Welcome to the Suburban Frontier as I share my experiments, successes, and failures while learning more about clean living, organic eating and gardening, and easy and delicious nutrition. I will share what I have learned and recipes along the way. Stop back every day for more fun!

Monday, February 11, 2013

Organic Gardening - Seed Starting in the Basement

If you have been reading my blog posts you will know I LOVE organic produce.. and there is no better way to get it than to grow your own.  That is why I am SO excited about the project I have started this month!

I have always had a little garden in the back yard.  Even in suburbia you can grow food for your family organically.  We have a little plot the size of a bedroom and another little plot the size of a large closet.  Every year I end up buying tomato and pepper plants to go into those gardens to the tune of several hundred dollars.  When you buy plants, you can spend a good deal of money on them and if you know me, you know I don't like to spend money when I don't have to.

That is why I saved seeds last summer and this fall.  Saving seeds used to seem so complicated but now that I know how and have watched a few of them actually grow, it is so exciting!  When I had a good organic tomato, pepper, squash, or any other vegetable, I would take the seeds out, rinse them, dry them in a windowsill for a while on a paper towel and then put them in a marked envelope.  So in essence, I have a bunch of free seeds!

So what do you do with seeds?  Plant them!  I converted a corner of my basement to be the "greenhouse".  A few weeks ago I started with a flat of some of the tomato seeds I saved.  My hope is to have a few dozen (or hundreds) of plants up and growing so that I don't have to buy plants for my garden this spring.  I did a bunch of research on all the vegetables I want to grow and have a plan all written out.

So then I had to have supplies for growing.  I bought a few seed starting trays and a bag of seed starter, a bag of potting soil, and a bag of vermiculite.  Then we bought some fluorescent 48 inch fixtures and full spectrum fluorescent bulbs to go in them and hung them from the basement rafters on chains.  A used ping pong table does the trick for a sturdy plant table and the chains on the fixtures allow me to keep the lights the proper distance from the plants.

Here is my set up so far:
On my table are several plant starts.  In the bigger pots are some of my herbs.  In the small flats I have managed to get some tomato plant starts, some stevia, a small asparagus plant, and a leek.  In the 2 flats I have planted lettuce and spinach in hopes of having my own salad garden in a few weeks. 

To plant seeds, I simply put them on top of some seed starting soil and put a seed down and cover it with vermiculite.  Then I carefully wet it thoroughly with a spray bottle and purified water and put a cover on it until it germinates.  When the first signs of little green plants are evident I move the flat 2-3 inches from the grow lights.  I did not know that plants need air movement to make them strong so I have a fan blowing on the seedlings.  That helps them build strong stems.

So today I planted another flat with cabbage, broccoli, cauliflower, leeks, and more heirloom tomatoes.  When they begin to sprout I will make room under the lights for them and when the danger of frost has passed they will move to the garden outside.

I also have a flat of pepper seeds started in the family room on the bar.  Peppers are harder to sprout and need some heat so that flat is sitting on a heating pad in the family room where they can be undisturbed.  Once they sprout I will move them off of the heat and under a grow light. 

Sitting in my dining room window is another little greenhouse with some growing plants.

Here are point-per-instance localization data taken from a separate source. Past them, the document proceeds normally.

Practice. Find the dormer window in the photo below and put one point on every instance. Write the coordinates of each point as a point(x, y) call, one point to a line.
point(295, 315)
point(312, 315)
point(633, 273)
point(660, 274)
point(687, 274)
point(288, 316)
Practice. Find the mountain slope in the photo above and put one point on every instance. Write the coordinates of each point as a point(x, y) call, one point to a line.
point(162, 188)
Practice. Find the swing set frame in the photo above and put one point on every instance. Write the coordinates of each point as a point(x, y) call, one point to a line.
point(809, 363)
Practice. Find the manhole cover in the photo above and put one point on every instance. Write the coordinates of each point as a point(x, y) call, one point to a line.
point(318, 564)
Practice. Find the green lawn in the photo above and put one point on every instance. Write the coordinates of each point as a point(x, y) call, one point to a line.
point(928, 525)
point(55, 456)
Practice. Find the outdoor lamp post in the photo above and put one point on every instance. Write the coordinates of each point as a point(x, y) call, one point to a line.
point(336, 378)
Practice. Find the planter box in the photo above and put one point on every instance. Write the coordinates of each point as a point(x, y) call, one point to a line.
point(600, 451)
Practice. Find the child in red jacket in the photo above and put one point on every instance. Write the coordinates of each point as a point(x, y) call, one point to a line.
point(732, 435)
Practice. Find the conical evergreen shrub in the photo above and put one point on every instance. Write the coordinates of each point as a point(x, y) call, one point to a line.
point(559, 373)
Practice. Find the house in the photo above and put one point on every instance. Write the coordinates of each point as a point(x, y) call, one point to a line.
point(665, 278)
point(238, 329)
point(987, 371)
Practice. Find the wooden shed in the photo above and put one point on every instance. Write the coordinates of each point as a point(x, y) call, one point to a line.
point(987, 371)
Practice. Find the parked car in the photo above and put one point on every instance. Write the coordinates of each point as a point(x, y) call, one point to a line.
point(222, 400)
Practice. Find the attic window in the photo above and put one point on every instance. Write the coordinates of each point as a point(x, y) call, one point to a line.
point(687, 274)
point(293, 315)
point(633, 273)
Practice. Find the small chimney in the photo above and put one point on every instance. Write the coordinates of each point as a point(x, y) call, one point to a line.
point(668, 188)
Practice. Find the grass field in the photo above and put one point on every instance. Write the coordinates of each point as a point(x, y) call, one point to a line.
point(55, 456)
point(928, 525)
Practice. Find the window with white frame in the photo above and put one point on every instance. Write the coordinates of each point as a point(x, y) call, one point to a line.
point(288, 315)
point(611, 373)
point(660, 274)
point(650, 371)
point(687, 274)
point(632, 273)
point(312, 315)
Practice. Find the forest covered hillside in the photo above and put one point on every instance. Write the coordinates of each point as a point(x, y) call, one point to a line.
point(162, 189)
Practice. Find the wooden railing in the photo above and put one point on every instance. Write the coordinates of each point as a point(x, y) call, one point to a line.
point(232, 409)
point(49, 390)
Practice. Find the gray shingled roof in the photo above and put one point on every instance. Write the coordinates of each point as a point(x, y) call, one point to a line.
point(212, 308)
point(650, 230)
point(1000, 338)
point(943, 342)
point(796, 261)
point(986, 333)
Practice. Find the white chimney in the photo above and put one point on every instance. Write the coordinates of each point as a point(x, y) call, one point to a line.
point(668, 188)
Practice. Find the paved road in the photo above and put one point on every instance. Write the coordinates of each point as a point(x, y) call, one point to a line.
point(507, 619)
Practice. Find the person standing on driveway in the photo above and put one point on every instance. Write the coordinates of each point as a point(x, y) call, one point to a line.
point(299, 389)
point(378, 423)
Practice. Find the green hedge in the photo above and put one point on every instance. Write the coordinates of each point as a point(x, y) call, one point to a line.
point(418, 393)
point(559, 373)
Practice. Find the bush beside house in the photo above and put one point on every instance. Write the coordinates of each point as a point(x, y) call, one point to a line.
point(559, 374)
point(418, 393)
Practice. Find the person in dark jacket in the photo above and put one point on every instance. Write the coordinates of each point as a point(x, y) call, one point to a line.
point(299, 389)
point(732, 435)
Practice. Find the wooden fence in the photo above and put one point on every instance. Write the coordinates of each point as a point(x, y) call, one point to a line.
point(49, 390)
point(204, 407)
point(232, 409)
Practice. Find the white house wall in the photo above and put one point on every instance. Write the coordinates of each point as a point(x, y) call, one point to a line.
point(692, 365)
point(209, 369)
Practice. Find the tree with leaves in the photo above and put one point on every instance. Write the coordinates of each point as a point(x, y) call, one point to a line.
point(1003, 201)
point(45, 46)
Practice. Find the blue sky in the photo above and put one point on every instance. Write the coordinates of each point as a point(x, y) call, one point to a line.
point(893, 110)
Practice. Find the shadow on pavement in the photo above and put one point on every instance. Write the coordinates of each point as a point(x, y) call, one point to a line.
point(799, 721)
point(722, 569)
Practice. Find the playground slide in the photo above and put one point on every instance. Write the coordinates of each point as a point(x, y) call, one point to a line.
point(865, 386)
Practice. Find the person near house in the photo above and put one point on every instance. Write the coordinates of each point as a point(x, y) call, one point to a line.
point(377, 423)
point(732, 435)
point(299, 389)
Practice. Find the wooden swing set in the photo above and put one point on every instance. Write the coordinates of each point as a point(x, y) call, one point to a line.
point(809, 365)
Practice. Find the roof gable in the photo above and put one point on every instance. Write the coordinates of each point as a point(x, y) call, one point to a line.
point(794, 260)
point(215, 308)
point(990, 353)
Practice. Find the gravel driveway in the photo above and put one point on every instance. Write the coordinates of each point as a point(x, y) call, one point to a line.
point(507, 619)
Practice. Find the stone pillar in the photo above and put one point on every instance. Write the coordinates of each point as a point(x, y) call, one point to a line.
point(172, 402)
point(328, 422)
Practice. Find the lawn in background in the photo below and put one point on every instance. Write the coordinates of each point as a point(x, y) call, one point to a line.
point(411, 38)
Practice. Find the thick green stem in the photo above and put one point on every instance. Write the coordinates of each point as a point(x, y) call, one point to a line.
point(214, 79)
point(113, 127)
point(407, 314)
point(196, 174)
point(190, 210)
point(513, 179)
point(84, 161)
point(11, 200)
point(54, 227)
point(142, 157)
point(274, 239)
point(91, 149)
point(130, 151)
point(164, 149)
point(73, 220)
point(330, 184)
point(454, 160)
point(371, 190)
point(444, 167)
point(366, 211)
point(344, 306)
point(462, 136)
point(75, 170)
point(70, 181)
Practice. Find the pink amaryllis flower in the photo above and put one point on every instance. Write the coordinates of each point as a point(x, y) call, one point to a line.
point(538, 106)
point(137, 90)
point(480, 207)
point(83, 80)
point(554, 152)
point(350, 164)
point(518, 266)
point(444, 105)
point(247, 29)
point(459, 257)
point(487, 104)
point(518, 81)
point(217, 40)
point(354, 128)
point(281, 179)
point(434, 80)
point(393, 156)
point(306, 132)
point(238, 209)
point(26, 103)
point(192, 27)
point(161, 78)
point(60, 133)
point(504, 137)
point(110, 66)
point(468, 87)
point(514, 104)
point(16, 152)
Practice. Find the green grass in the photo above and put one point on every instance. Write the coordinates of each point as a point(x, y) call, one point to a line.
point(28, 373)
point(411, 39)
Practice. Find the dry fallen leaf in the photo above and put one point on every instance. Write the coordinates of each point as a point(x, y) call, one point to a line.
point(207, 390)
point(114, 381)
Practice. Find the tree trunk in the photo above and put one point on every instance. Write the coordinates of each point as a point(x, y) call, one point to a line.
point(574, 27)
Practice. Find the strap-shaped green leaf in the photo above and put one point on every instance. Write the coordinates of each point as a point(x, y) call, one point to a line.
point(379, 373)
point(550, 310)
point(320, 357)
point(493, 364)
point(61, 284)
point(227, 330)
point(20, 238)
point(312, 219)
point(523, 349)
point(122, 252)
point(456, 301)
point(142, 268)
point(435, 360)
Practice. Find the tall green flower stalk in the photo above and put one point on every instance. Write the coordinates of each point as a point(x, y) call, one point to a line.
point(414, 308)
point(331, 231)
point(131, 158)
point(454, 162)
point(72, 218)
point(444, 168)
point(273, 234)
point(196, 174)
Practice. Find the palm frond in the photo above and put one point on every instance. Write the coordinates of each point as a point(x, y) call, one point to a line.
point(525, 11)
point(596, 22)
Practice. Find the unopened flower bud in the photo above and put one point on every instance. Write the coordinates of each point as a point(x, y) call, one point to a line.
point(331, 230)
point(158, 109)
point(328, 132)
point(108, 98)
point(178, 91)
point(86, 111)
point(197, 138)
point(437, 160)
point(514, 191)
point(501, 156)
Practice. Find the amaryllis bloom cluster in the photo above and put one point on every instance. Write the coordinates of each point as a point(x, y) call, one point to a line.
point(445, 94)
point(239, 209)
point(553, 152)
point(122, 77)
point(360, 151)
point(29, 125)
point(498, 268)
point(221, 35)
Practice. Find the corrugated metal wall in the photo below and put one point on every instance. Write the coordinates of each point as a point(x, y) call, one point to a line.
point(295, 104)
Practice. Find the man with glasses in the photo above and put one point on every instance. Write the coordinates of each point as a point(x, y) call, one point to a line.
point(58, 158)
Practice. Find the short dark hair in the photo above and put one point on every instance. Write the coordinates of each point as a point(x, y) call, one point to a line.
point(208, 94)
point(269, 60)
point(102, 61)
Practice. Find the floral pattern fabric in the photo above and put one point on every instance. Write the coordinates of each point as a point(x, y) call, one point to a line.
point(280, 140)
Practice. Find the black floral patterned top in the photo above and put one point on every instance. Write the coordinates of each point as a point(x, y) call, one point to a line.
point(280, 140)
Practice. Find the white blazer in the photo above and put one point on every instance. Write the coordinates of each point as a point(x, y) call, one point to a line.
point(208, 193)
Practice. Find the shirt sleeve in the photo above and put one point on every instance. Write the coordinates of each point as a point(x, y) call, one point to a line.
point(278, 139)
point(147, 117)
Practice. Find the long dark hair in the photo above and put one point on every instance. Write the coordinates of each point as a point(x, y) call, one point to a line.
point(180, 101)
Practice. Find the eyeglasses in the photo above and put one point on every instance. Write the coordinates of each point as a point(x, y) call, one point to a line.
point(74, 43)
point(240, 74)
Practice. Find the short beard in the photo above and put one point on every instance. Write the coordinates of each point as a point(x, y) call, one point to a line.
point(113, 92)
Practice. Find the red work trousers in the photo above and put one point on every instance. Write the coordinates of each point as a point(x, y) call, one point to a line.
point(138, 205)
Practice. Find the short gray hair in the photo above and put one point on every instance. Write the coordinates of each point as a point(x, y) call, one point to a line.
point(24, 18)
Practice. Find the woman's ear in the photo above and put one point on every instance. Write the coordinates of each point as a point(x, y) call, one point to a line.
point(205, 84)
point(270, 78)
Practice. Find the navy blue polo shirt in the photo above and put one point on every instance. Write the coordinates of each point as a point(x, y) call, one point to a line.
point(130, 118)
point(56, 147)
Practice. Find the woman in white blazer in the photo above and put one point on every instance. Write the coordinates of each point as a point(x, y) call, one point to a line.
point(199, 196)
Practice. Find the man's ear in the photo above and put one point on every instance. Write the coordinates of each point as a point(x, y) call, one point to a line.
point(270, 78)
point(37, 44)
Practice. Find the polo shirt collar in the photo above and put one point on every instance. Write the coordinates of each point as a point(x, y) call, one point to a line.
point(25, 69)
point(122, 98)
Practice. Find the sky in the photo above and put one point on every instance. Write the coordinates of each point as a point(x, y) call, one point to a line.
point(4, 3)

Right now I have 2 avocado trees and some herbs there. Soon it will be crowded with more vegetable plants and flats of germinating wonders!
So that is the start of my greenhouses.  The fluorescent fixtures $20 each.. bulbs 2 for $9.00.  The table and fan are things I already had around and the dirt was not that expensive either.  So instead of shopping Earl May every year for my plants I will use these lights for years of seed starting to grow my own.

Mike is already prepared to dig up another big chunk of yard this spring.  We have an old wooden swingset in the middle of the yard that will be the center-piece of my new garden with 5 grape plants growing up the posts of that swingset.  We are also planning on 3 blueberry bushes this year in the southern edge of the yard along the fenceline.  And somehow we managed to fit 8 fruit trees in the yard as well.

I am excited about my gardens this year!  What are you growing in yours?